In a sentence like the one in my post's title, where I declare something subjective, then the validity is dependent on people agreeing with me. This is why statements like this are better if they declare something objective, but are also used to give additional (sometimes false) weight to opinions or baseless claims. My post might be dull as anything, or only some people might agree, but me declaring it to be interesting sounds like I have some authority to make a factual statement about it. 

So Trump claims Georgia and North Carolina just as much as he does Michigan, even though he doesn't say hereby for those ones, and the speech act is the same. The legality or validity of it is dependent not on his claiming them, but on the number of votes counted. At the time of writing, the former two are still not called by Associated Press, and of course his claim for Michigan came with a big censored 'if' clause about voter fraud, so no doubt he will be pursuing that one. 

Monday 2 November 2020

Panic! in the pandemic

I had my first social distancing argument on Saturday. As I was queuing to pay for kippers at my local farm shop, a woman who apparently had no concept of personal space, never mind pandemic space, was right up behind me. I took a step forward, and she closed the gap again. Then I asked her to keep her distance (politely, I thought), and she sneered at me, shook her head, and told me not to panic. Panic! 

Panic, which I just now learnt is named after the god Pan, who'd shout when he woke from his naps and make the sheep scatter in fright, is a sudden fear provoking anxiety so strong it causes a fight-or-flight response. If you've ever had a panic attack, you'll know how strong a physical experience it is. Even if we're not using the medical or scientific definition, but a looser sense, it's still a pretty physical thing involving running about, not thinking straight, irrational decisions, things like that. 

Panic is not politely asking people to follow the guidelines we've been told to follow in order to stem a pandemic. (Pandemic is not named after Pan, sadly.) It's not a sustained, reasoned, relatively calm course of action. Yes, those of us keeping distance from others may be feeling anxiety, but it's not the sudden desire to flee and shortness of breath and racing heartbeat of panic. 

I've heard this word used a lot about people's rational (to me) responses to the pandemic, though, generally from right-wing or anti-lockdown or anti-mask commenters. They are the ones who think the virus isn't that bad, and that we should just go on as normal, perhaps 'protecting the vulnerable'. If you have this view, then a more appropriate word than 'panic' would be 'over-reaction'. 

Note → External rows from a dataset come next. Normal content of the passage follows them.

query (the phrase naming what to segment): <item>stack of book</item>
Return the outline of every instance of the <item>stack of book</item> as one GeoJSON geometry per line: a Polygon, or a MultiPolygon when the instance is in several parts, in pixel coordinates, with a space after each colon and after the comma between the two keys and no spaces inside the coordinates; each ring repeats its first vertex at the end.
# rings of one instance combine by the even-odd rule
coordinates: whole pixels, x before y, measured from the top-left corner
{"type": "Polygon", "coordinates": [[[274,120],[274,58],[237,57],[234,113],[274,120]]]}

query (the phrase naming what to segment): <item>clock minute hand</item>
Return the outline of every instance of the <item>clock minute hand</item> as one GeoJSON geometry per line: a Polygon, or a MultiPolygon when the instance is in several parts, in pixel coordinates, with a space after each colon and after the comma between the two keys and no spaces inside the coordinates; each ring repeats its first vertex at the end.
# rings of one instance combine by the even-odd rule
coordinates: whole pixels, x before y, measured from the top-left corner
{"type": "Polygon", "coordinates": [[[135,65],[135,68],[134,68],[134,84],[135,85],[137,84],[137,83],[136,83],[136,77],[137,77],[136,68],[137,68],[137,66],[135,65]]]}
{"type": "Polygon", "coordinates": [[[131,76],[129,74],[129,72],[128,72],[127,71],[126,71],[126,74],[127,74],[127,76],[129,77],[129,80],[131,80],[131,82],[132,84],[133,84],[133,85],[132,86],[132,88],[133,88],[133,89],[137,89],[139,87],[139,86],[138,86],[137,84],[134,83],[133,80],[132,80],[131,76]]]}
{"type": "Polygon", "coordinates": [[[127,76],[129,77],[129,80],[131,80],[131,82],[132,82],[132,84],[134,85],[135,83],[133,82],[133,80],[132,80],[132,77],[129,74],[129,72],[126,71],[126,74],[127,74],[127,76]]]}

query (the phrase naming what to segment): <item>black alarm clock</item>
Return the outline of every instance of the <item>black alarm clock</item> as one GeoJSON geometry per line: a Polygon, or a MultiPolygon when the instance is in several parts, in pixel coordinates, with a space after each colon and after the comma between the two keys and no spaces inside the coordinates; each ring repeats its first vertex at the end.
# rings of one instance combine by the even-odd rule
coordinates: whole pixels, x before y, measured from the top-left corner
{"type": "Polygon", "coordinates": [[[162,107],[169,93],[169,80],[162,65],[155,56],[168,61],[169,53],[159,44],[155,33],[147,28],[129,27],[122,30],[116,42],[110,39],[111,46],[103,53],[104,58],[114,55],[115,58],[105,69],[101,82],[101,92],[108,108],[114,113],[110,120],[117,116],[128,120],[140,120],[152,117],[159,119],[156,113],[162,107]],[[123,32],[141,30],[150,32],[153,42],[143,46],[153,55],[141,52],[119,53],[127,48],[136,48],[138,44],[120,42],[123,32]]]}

Using the word 'panic' is just like when you're having an argument with someone and they say 'you're being hysterical', whereupon the correct response is to shriek 'I'm NOT being hysterical' and storm out slamming the door behind you. It makes you seem unreliable and undermines your actions, making them seem ridiculous or unreasonable. It's a dirty, underhand tactic but it works well. 

And yes, when the woman said that to me, I replied 'I'm NOT panicking' and stormed out.